The Taliban's interpretation of what constitutes a hijab is not known and most Afghan women already wear headscarves.

Human Rights Watch condemned the guidance.

“This new order essentially moves … further in the direction of making women prisoners,” Heather Barr, the group's associate director of women's rights, told AFP.

“It shuts off opportunities for them to be able to move about freely, to travel to another city, to do business, to be able to flee if they are facing violence in the home.”

Hundreds of people queue for passports in Kabul in bid to leave Afghanistan.

Hundreds of people queue for passports in Kabul in bid to leave Afghanistan.

This month, the Taliban issued a decree in the name of their supreme leader instructing the government to enforce women's rights.

“The Islamic Emirate's leadership directs all relevant organisations … to take serious action to enforce women's rights,” the decree stated, quoting supreme leader Hibatullah Akhundzada.

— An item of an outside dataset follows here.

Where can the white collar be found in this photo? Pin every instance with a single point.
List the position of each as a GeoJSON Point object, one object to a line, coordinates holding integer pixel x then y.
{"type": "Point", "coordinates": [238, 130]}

The decree makes no mention of girls' secondary education, which for millions has been suspended, or the employment of women, who have been barred from returning to jobs in the public sector.

The decree did instruct the Ministry of Culture and Information to publish material on women's rights to prevent “ongoing repression".

Respect for women's rights has been repeatedly cited by global donors as a condition for restoring aid.

Women's rights were severely curtailed during the Taliban's previous time in power.

They were forced to wear the face-covering burqa, only allowed to leave home with a male chaperone and banned from work and education.

The UN has given warnings that Afghanistan faces an “avalanche of hunger” this winter, estimating that 22 million citizens face acute food shortages.